Signs and symptoms of an anal fissure

Some of the signs and symptoms of an anal fissure are:

  • Babies will cry and show discomfort when passing stool.
  • Blood may cover the surface of the hard stool.
  • Older children may avoid passing stool to avoid the pain of the anal fissure.
  • There may be a visible tear or cut along the anal opening.

Treating anal fissures

Treating anal fissures begin with treating the constipation. The doctor may prescribe stool softeners. Also, add more fibre and fluid (liquid) to your child’s diet. Wholegrain cereals, breads, fruit – especially prunes – and vegetables are good sources of fibre.

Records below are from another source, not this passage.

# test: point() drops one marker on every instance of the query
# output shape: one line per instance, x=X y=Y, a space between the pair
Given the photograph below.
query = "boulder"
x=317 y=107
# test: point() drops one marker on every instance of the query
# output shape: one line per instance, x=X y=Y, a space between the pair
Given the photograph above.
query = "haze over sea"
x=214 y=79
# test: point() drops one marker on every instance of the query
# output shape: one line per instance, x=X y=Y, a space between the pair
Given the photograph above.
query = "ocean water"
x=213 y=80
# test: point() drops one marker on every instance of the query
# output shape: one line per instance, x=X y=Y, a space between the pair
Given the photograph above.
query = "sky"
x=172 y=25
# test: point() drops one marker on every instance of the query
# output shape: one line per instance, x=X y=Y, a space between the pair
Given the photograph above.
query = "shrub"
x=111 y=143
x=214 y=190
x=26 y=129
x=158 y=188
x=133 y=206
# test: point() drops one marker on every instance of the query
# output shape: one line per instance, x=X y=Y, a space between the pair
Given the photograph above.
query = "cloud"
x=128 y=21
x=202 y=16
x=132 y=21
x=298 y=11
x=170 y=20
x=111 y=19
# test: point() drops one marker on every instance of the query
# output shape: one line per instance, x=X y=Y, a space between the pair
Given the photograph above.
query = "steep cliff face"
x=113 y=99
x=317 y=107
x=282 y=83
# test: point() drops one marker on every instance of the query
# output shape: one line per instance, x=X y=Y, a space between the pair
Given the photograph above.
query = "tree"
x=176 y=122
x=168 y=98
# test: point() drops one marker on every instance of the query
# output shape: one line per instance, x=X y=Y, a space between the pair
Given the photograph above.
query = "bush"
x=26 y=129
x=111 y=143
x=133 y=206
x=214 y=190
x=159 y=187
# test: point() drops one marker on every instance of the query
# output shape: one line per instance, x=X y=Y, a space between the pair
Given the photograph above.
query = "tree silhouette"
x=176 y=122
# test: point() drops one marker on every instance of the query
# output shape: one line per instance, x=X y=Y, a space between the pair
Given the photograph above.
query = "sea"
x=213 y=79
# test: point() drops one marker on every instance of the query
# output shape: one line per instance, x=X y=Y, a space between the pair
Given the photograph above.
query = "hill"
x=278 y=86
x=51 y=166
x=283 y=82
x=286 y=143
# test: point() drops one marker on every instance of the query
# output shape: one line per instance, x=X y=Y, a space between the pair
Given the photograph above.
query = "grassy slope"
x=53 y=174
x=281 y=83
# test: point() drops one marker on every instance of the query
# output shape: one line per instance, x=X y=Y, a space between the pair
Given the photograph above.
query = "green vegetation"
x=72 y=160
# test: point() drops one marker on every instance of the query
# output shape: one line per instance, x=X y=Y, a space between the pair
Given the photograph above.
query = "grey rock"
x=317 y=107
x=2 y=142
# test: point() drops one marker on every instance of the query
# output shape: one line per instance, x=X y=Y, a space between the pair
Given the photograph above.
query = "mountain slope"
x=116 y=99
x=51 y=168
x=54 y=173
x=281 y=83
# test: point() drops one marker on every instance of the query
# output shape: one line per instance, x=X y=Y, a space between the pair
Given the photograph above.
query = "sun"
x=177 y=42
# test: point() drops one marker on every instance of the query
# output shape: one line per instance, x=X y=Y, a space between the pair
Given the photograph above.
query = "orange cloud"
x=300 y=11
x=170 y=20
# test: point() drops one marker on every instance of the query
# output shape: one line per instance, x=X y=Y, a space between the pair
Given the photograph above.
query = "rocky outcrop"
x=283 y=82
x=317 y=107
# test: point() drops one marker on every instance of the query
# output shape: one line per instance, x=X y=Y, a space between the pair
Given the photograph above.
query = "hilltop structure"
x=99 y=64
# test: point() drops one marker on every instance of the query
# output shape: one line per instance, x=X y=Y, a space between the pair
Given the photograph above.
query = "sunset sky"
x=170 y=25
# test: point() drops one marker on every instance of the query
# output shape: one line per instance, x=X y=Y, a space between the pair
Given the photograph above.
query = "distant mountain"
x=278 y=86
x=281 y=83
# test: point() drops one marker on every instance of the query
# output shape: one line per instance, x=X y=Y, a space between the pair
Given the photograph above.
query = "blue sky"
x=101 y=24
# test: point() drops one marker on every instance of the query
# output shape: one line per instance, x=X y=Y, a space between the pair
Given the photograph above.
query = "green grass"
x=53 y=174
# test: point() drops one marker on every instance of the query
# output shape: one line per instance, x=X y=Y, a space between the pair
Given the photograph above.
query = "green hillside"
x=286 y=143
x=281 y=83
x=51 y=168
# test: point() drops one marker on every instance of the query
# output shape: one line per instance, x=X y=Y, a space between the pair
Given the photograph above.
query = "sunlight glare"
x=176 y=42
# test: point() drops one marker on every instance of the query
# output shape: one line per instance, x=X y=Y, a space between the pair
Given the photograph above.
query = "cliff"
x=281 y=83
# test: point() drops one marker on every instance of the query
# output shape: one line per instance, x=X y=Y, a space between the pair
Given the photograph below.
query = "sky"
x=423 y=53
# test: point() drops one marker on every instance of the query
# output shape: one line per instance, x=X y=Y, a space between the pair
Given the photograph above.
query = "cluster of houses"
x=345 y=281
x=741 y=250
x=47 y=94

Once the hard stools turn to soft stools, the anal fissure will have the chance to heal. Until your child’s fissure has completely healed, you can apply a layer of petroleum jelly or zinc oxide cream to your child’s anus. This will help make passing stool less painful.

Key points

  • An anal fissure is a tear in the anal canal.

  • These tears may lead to chronic constipation.

  • Anal fissures are the most common cause of bloody stools in babies.

  • Constipation can be treated with stool softeners and by getting more fibre in the diet.

  • Until your child’s fissure has completely healed, apply petroleum jelly or zinc oxide cream to your child’s anus to make passing stool less painful.